Mourning three thousand
someone’s child is too much,
But we do it anyway by
Watching some DVD until
it’s over
And then letting it sit
on the coffee table for a week
Until you can get out
of bed and look at it
Not recognizing that
this cultural artifact will always be the thing I did
Instead of watch news
that day in September.
I’m
absolutely floored by the work in Amy Lawless’ second trade poetry collection, My Dead (Octopus Books, 2013), a
follow-up to her first collection, Noctis Licentia (Black Maze Books, 2008), from the first poem I read, flipping
randomly to catch the piece I quote, above. Constructed out of four poem-sections—“Elephants
in Mourning,” “One Way to Write a Sonnet is to Number the Lines,” “Shadow Self”

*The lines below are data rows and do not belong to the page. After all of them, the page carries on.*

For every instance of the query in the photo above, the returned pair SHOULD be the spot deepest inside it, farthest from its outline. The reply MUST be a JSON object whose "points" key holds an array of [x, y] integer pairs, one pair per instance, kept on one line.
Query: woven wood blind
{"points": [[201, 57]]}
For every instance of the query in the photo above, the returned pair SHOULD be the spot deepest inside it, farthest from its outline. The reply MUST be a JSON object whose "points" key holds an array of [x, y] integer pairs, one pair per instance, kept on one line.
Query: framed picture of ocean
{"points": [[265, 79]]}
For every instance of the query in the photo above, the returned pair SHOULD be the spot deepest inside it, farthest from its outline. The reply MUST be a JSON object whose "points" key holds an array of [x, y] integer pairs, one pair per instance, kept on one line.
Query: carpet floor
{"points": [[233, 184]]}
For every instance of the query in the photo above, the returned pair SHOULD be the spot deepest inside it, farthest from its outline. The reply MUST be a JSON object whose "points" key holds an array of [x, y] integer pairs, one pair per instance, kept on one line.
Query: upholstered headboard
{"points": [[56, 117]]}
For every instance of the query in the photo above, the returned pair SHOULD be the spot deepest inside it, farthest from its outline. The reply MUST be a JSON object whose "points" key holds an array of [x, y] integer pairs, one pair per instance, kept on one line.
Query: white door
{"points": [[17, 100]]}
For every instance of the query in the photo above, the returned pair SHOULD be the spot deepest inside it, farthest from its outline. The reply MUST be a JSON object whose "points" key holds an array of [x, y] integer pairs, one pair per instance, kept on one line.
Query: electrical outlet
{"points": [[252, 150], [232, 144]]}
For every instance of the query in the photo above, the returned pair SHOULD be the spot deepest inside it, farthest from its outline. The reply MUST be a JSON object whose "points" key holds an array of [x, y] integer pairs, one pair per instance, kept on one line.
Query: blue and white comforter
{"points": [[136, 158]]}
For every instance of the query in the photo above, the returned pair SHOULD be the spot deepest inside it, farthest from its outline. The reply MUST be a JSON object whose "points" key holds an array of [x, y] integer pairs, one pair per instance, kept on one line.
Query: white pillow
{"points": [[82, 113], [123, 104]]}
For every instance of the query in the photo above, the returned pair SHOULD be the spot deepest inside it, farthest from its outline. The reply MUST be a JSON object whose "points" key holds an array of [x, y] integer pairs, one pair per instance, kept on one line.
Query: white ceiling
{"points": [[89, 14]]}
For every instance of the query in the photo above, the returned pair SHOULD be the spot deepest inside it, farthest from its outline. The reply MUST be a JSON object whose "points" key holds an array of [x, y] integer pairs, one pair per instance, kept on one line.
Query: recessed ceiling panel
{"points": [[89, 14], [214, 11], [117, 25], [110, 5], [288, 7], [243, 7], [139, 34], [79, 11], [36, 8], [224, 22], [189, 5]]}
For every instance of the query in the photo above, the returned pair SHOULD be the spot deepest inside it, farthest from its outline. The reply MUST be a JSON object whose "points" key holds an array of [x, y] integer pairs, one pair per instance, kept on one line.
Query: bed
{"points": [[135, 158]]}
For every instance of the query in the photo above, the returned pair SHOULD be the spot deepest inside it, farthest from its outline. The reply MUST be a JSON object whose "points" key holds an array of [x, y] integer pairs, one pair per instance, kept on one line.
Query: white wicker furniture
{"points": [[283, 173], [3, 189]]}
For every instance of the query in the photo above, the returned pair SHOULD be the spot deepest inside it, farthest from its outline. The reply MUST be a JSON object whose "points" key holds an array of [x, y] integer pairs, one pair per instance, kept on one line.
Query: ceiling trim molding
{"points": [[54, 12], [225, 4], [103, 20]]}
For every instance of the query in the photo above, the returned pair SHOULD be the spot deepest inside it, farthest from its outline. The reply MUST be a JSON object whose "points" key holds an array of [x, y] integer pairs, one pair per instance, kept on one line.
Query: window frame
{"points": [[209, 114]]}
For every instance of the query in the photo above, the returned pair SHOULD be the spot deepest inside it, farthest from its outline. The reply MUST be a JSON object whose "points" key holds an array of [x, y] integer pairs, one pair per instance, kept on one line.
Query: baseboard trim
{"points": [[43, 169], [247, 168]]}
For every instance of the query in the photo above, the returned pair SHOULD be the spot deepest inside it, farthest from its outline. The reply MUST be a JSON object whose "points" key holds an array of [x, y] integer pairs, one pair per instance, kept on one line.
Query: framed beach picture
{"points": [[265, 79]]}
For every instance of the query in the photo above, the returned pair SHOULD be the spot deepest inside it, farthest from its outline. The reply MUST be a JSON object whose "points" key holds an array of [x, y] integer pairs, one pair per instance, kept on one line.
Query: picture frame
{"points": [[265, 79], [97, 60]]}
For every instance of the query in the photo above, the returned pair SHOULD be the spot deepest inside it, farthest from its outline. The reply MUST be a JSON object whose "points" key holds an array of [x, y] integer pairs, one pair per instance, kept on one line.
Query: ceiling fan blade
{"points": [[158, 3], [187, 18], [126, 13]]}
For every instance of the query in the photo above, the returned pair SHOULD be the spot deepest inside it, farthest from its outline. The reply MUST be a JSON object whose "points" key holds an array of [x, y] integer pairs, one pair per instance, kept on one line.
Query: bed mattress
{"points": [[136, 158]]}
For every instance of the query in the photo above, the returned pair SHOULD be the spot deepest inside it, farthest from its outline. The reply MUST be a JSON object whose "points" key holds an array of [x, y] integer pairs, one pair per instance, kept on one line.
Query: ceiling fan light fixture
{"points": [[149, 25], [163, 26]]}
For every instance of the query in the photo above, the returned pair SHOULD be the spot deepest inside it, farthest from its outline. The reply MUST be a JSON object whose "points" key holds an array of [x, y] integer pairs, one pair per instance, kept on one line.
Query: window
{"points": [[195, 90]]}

and “The Skull Behind My Face”—there is a sharp and sassy brilliance to the poems
in My Dead, a cadence of rough work
and a brutal honesty in the way she carefully and precisely bares some pretty
raw emotion. As she writes in the first section, an extended lyric sequence of
short fragments: “Sometimes a man dies and his people gather around and eat
chips and / laugh about the things the dead man would do and say. His house was
his / crib and he never left it. His house was his African plain.” There is a way Lawless writes about loss, grieving and her many dead in a careful, open
rage, a flailing precision that blends to become something quite powerful.
This is the hind
elephant foot tapping at the carcass. This is the lover rolling the body over to
bring her back to life. This is the head lifted toward the sky trilling its
trunk. This is looking at photographs of you and your grandparents trying to
find a string between you. Here’s a newspaper you can’t read. This is what
happens here on Earth and I don’t need a bible. The sound I make dying is the
sound I make when I was born. Shaking and pink, I last for ages.
In
the second section, she composes eight sonnets each with the same title as the
section itself, playing with the form and too-often sincerity and seriousness
of the sonnet, and the idea of numbering (literally) the lines. The final poem of
the section opens: “1. Fuck off: I’m a poet. You ate my / 2. emotional energy
like cipher beetles / 3. down my neck.”
PORTICO
You drew me onto a
portico and said This is for you. It
was a beautiful necklace—rock hanging below cardinal numbers zero through nine.
I held it and Thank you. You sat on a
bench. Walls closed around us like in a car. It felt better than kissing some people
but worse than kissing others. You can do
whatever you want, you said. This was an explicit reference to your penis.
I held it and said This is bigger than
you’ve led me to believe it would be. You
can do whatever you want with it, you said. I stroked it, your eyes
appealed. First, I picked off a fine piece of crust.
The
third section plays with longer lines, longer stanzas and a deeper density,
stretching to see just how far her cadences might extend. As she writes to open
the longer poem “Barren Wilderness”: “see the world for what it is / maybe the
subtlety of the dry branches reaching to
the hawks / with bony hands[.]” Or the opening of the title poem itself: “The
car exploded for some political reason / I saw a monkey falling asleep in the
water / a monk meditating and praying / a girl doing laundry[.]” Lawless’ My Dead contains a clear eye, wild
energy and emotional rawness paired with a straightforward narrative thrust in poems
that seem almost dangerous, akin to works by Heather Christle, Paige Ackerson-Kiely and Bianca Stone for their formal care and emotional edge. There
is something magnificent going on here. Pure and simple.